For Caribbean Basin or Andean countries, your exemption is also $800. These countries include:
- Antigua and Barbuda
- Aruba
- Bahamas
- Barbados
- Belize
- Bolivia
- British Virgin Islands
- Colombia
- Costa Rica
- Dominica
- Dominican Republic
- Ecuador
- El Salvador
- Grenada
- Guatemala
- Guyana
- Haiti
- Honduras
- Jamaica
- Montserrat
- Netherlands Antilles
- Nicaragua
- Panama
- Peru
- Saint Kitts and Nevis
- Saint Lucia
- Saint Vincent and the Grenadines
- Trinidad and Tobago
You may include two liters of alcoholic beverages with this $800 exemption, as long as one of the liters was produced in one of the countries listed above. Please see the Sending Purchases from Insular Possessions and Caribbean Basin Countries- Duty-Free Shops page for more information. ( Sending Purchases from Insular Possessions and Caribbean Basin Countries- Duty-Free Shops )

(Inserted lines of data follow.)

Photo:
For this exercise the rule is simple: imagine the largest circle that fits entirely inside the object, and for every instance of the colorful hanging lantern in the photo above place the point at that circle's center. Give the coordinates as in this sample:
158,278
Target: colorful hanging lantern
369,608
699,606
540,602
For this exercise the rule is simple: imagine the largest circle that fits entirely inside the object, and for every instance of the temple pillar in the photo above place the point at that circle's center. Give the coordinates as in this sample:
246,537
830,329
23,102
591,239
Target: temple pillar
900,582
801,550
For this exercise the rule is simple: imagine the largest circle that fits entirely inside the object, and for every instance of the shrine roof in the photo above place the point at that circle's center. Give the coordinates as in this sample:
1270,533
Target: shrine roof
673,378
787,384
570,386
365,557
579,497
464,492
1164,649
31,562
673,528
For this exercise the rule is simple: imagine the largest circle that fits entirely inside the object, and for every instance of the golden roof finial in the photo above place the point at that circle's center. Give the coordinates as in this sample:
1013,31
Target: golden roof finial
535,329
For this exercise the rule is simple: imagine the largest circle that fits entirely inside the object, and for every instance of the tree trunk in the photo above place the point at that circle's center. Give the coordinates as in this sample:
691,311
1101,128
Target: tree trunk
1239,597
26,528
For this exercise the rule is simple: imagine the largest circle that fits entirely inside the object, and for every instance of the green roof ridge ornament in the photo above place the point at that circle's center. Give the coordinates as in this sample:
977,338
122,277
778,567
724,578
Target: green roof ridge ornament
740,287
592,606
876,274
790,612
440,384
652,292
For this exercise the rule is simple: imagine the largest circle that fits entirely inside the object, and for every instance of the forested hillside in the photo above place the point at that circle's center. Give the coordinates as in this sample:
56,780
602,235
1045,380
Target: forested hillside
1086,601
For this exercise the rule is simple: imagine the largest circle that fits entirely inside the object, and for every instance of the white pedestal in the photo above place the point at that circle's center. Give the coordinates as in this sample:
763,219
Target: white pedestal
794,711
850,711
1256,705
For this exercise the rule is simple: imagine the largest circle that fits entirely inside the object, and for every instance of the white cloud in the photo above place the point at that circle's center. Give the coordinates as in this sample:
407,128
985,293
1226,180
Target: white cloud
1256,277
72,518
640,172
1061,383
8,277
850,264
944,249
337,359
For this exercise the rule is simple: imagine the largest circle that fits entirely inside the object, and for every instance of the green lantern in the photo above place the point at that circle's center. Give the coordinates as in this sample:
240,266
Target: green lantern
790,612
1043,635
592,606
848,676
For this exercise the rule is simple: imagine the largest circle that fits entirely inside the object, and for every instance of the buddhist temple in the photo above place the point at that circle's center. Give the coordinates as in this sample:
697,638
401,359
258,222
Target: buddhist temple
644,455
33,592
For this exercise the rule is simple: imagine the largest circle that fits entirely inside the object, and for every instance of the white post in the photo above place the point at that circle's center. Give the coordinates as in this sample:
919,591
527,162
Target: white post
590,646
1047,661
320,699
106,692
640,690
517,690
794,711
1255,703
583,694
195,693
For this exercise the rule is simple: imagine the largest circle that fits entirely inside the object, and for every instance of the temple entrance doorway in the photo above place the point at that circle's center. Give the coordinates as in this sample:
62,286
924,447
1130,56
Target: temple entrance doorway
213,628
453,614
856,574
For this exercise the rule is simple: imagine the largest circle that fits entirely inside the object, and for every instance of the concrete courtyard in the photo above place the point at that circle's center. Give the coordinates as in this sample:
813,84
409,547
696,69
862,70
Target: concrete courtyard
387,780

Depending on what items you’re bringing back from your trip, you could come home with more than $800 worth of gifts or purchases and still not be charged duty. For instance, say you received a $700 bracelet as a gift, and you bought a $40 hat and a $60 color print. Because these items total $800, you would not be charged duty, since you have not exceeded your duty-free exemption. If you had also bought a $500 painting on that trip, you could bring all $1,300 worth of merchandise home without having to pay duty, because fine art is duty-free.